My Emma Grace - perfect and stunning in her quiet beauty.

This week's show and tell came in the mail. It brought me to my knees, moved me to tears in a way that only a gift of selflessness can.
A few weeks ago I was reading blogs, and
Brenna's sketch-of-the-day caught my eye. Although I am creative I am not artistic. I don't grieve a non-skill, for I have plenty of my own. But it does heighten my appreciation for other's work. I left a comment to that end, noting that I had always wanted a sketch done of Emma. There is much more to that story - but I left it there, my sadness hanging, mine to deal with - to make choices around.
An e-mail popped in my inbox. "I'd love to try sketching Emma for you." I was stunned, moved to the core. Hoping this wasn't one of those really good dreams you wake from, I scanned the one picture we have of Emma, and a picture of her bunny - then, hoping I wasn't pushing my luck as this sweet woman was volunteering to do this...I asked her to make some modifications. You may recall I was never fully satisfied with the over-striped image that hung on my wall.
The package arrived Friday. I knew what it was, and yet – I didn’t. It represented an image of my daughter I had desired for years, simple, elegant - pure Emma. I ran my hand over the smooth surface, feeling the energy pump through my veins. Allowing the emotion to build, knowing an overwhelming outpour was my future. I embraced it, allowed it to build.
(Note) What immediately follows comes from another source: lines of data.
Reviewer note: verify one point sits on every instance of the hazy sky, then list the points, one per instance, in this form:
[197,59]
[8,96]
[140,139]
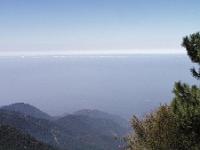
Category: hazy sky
[68,25]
Still stroking the glossy letters like an old lady pets her favorite cat. I sighed with contentment. Emma was in this long, flat, shiny box with PRIORITY MAIL tape running the full perimeter. I have waited for this for years.

And I have. And it is perfect. And she hangs peacefully in the space under her memory shelf that has remained intentionally empty for 8 years - waiting for the image of Emma that reflecs the meaning of her short life.
I'll close with the poingiant words of the amazing woman who created this, "She's such a beautiful girl. I feel as though I now know and love the contours of her sweet face."
Yes - and, now - so do I, thanks to you.